Selama penyimpanan, kopra dapat mengalami kerusakan. Sebab-sebab kerusakan kopra selama penyimpanan antara lain, kurang sempurnanya pengeringan, peyimpanan yang kurang baik, praktek-praktek dalam perdagangan, yaitu mencampur kopra baik dengan kopra jelek. Kopra yang kurang kering dapat berakibat pada terjadinya kenaikan kandungan asam lemak bebas selama penyimpanan.

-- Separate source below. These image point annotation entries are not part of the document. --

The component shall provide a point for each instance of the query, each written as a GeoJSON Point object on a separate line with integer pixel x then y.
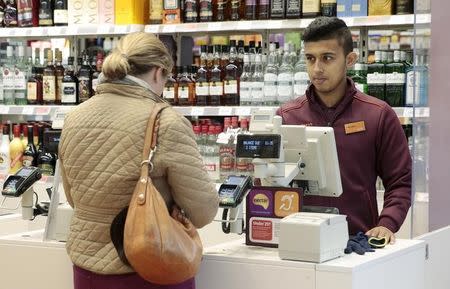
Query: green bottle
{"type": "Point", "coordinates": [395, 82]}
{"type": "Point", "coordinates": [376, 78]}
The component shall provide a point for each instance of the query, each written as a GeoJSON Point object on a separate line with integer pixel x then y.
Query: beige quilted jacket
{"type": "Point", "coordinates": [100, 152]}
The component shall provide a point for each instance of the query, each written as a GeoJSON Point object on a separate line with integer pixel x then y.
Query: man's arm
{"type": "Point", "coordinates": [394, 168]}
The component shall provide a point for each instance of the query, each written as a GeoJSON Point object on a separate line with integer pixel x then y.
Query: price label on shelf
{"type": "Point", "coordinates": [225, 110]}
{"type": "Point", "coordinates": [27, 110]}
{"type": "Point", "coordinates": [42, 110]}
{"type": "Point", "coordinates": [197, 111]}
{"type": "Point", "coordinates": [244, 111]}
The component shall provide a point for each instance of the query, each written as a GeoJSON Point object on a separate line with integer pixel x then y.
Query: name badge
{"type": "Point", "coordinates": [355, 127]}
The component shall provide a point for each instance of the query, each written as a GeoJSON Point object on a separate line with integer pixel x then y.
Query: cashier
{"type": "Point", "coordinates": [369, 137]}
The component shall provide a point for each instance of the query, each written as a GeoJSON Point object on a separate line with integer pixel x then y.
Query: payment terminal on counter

Mikrobia yang potensial tumbuh pada daging buah kelapa dengan berbagai kadar air antara lain adalah sebagai berikut: Aspergillus flavus (kuning-hijau), A. niger (hitam), Rhizopus nigricans (putih yang akhirnya kelabu-hitam) pada kadar air 20-50%, A. flavus, A. niger, R. nigricans pada kadar air 12-20%, A. Tamarii, A. glaucus sp. pada kadar air 8 -12%, serta Penicillium (hijau) dan A.glaucus (putih-hijau) pada kadar air < 8%.
Pengolahan limbah kopra.
Dari pengolahan kopra dihasilkan limbah berupa air kelapa, sabut kelapa (serabut kelapa) dan tempurung kelapa (batok kelapa). Pengolahan air kelapa dapat lebih lanjut menghasilkan produk berupa minuman siap minum, nata de coco, cuka air kelapa, dan kecap air kelapa. Tempurung/batok kelapa dapat dimanfaatkan menjadi aneka barang kerajinan rumah tangga, meskipun banyak juga yang hanya memanfaatkannya untuk bahan bakar pengolahan kopra.